CRN: If hardware needs to be replaced so regularly, does it make more sense to lease or rent?
Pace: Just like any business, you've got to look at the finances of the school and how they're spending their money. Leasing is great but it's really dependent on the business.
Quinn: Schools in the past used to have these goalposts where they'd say, "we'll spend this huge chunk of money now and then we'll be right." Well, they're not right anymore. That's the biggest challenge I find with education customers - so we've got heaps of issues, what's the dollar spend to fix it now, how long's that going to last us?
And when you tell them maybe two years, they go, "Hang on, do we have to spend this again in two years' time?" Schools have to understand that this is an ongoing operational cost.
Years ago, it was spend your money, there's your technology, and it lasts for five years. It doesn't anymore. If it lasts for two years you're doing well. And moving schools to a two-year mindset is a bit of a challenge.
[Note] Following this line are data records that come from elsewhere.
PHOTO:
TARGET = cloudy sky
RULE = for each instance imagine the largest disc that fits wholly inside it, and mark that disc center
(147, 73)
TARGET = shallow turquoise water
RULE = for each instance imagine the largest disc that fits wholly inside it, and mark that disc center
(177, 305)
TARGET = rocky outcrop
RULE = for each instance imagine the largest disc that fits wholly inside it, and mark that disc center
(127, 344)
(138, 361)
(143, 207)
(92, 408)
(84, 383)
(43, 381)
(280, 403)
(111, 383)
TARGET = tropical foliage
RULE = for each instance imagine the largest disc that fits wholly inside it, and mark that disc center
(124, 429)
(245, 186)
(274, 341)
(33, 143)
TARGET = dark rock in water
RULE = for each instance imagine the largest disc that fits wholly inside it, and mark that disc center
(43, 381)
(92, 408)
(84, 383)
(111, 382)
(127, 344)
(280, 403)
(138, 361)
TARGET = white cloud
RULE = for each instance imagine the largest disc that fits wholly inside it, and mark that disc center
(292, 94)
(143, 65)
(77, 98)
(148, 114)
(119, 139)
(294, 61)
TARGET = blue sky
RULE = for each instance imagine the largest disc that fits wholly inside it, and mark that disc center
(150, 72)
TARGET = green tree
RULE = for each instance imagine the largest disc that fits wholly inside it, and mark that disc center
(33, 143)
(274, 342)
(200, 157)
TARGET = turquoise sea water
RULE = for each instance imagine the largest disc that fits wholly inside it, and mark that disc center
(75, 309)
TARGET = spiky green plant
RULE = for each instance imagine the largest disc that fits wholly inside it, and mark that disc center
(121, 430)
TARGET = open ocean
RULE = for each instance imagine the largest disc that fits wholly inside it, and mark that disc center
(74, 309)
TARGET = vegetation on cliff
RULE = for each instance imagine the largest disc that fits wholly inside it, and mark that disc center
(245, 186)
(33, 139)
Paxton: An ongoing operational cost becomes a strategic cost. In our strategic planning over five years now it's a key building block for how the whole school directs its efforts.
Quinn: And that dovetails with whether you are spending the money or leasing. A lot of the schools I work with buy some, lease some, rent some. It depends if they're an independent school, they're all different depending on where the money comes from.